You can get lost in yourself a bit. You can take a break from generating content and learn a little more what you enjoy and what you don't. You can find out the day after the anniversary of your son's death that your wife is pregnant again. You can move four times in three years.
When you finally do arrive in Japan, after a voyage through the Panama Canal and around literally half of the world, your wife will greet you along with the smiling, gorgeous, toothless face of your five-month-old daughter (we call her, affectionately and in the native parlance, Evie-chan). You might stare into both sets of eyes wistfully as you contemplate a call to service that has separated you from nine of your daughter's first twelve months. You can grow a mustache.
You can bow out at work, unexpectedly and with great churn. You can learn to ask for help. You can find your summit. You can not be melodramatic about it.
Four years later, everyone wants to know if you still have the edge. Do you still keep up? Do you still have the fire? Do you like who you were, who you are becoming? Will you ever write again?

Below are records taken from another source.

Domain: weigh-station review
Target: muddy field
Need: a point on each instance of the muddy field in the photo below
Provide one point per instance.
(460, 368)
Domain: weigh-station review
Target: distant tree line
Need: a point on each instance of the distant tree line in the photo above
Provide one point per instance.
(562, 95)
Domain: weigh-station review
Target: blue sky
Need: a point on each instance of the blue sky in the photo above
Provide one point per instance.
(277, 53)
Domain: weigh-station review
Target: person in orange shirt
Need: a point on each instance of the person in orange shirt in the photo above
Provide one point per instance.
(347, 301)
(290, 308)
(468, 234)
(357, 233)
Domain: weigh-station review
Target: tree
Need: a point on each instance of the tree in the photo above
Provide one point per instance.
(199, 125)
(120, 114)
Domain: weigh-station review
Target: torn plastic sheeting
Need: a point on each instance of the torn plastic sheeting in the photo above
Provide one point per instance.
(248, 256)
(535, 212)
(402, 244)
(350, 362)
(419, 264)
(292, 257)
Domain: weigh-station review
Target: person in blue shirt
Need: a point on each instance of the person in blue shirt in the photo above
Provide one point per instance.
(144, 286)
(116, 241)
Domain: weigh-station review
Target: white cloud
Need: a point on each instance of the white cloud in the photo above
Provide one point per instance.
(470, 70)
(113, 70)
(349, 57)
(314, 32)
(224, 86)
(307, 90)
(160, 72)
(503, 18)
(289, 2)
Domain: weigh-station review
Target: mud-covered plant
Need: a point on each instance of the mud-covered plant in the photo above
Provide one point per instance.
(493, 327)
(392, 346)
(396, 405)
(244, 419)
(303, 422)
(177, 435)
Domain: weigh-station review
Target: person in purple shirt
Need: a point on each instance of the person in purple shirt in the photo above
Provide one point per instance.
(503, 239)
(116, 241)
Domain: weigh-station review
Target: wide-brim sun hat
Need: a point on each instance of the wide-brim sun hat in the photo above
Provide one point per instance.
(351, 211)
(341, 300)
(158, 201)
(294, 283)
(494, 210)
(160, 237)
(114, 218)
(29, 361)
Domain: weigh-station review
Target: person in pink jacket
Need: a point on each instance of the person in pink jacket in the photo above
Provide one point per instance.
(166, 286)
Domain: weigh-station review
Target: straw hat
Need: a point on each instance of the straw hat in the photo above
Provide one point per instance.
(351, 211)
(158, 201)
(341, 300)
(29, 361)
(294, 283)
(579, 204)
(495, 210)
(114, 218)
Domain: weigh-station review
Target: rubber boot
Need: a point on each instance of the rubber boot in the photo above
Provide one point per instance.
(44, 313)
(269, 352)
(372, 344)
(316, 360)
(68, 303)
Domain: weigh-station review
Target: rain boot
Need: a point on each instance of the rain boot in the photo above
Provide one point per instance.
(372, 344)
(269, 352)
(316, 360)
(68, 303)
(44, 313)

Heed first the warnings of Ecclesiastes: "The words of the wise are like goads, and like nails firmly fixed are the collected sayings; they are given by one Shepherd. My son, beware of anything beyond these. Of making many books there is no end, and much study is a weariness of the flesh." We should not write for the sake or love of words. My composition factory has moss on the granite.
I have seen that a writer lays down his pen like a blacksmith who has lost his hammer: the gallows are still, the chimneys are silent, and birds and mice run freely upon the hay. The neighbors whisper, "I have seen a fire in the hearth, but nobody has heard anything for some time. I wonder often if some great illness or calamity has fallen upon them. Someone should fetch the friar."
My brother is a friar. I am a wordsmith. My hands and my sinews have not forgotten the ways of the forge. I may be out of practice, but I'm a stronger and wiser man than I was four years ago.